Fig. 6. Nuclear envelopes contribute to the separation of endogenous and ectopic chromatin in NB – GMC hybrid cells.

a Unfused wild type neuroblasts or b hybrid cell expressing the nuclear envelope marker Lamin::GFP (cyan on top; white in the bottom row) and the spindle marker cherry::Jupiter (white on top). Schematics are shown below the image sequence. Green arrow; nuclear envelope (NE) of the neuroblast (NB). Red arrow; nuclear envelope (NE) of the ganglion mother cell (GMC). c Wild type neuroblasts expressing Lamin::GFP (cyan in merge) and stained for anti-Tubulin (white in merge) and anti-Cid (magenta in merge). Time in mins:secs. Scale bar is 5 μm.

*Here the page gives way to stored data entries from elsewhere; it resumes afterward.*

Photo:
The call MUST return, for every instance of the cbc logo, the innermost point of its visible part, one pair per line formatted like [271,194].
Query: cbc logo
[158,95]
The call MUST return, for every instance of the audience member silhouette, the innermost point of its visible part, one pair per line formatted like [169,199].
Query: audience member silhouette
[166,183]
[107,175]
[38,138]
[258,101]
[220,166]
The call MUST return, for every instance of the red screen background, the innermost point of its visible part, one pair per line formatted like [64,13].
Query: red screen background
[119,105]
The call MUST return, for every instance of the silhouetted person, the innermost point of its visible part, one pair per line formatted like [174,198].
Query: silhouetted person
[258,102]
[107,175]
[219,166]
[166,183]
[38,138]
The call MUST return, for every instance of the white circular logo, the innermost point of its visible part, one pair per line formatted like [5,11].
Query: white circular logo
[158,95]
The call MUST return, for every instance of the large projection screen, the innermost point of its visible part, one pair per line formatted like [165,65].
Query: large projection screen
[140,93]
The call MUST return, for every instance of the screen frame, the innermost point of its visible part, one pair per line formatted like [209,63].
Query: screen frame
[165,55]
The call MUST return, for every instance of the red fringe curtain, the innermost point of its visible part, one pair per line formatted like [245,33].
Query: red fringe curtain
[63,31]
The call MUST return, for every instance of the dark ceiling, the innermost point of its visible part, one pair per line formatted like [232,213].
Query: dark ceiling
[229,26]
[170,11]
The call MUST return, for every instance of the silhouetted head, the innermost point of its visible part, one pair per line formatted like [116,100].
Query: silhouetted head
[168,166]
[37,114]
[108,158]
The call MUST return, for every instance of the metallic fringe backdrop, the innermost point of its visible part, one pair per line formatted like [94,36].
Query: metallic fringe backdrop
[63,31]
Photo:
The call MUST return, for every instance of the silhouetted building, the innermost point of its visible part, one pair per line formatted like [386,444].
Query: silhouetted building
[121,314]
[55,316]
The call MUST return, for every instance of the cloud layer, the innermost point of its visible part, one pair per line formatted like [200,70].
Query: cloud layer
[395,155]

Fig. 7. Ectopic chromosomes in hybrid cells segregate erroneously.

a Representative examples of delayed (top row) and simultaneous (bottom row) segregation of endogenous (blue dashed circle) and ectopic (orange dashed circle) chromosomes in wild type hybrid cells expressing the chromatin marker His2A::GFP. b Bar graph showing percentage of NB-GMC hybrid cells with lagging chromosomes, chromosomal bridges, or both. c Representative third instar larval NB-GMC hybrids expressing histone marker His2A::GFP showing missegregating chromatids (yellow arrowheads) during anaphase, resulting in micronuclei (top row), heterokaryon (middle row) or synkaryon (bottom row) formation. Time stamps are in relation to NEB (=0:00). d Bar graph quantifying the percentage of fused cells with micronuclei, heterokaryons or synkaryons. e Summary and model. Time in mins:secs. Scale bar is 5 μm.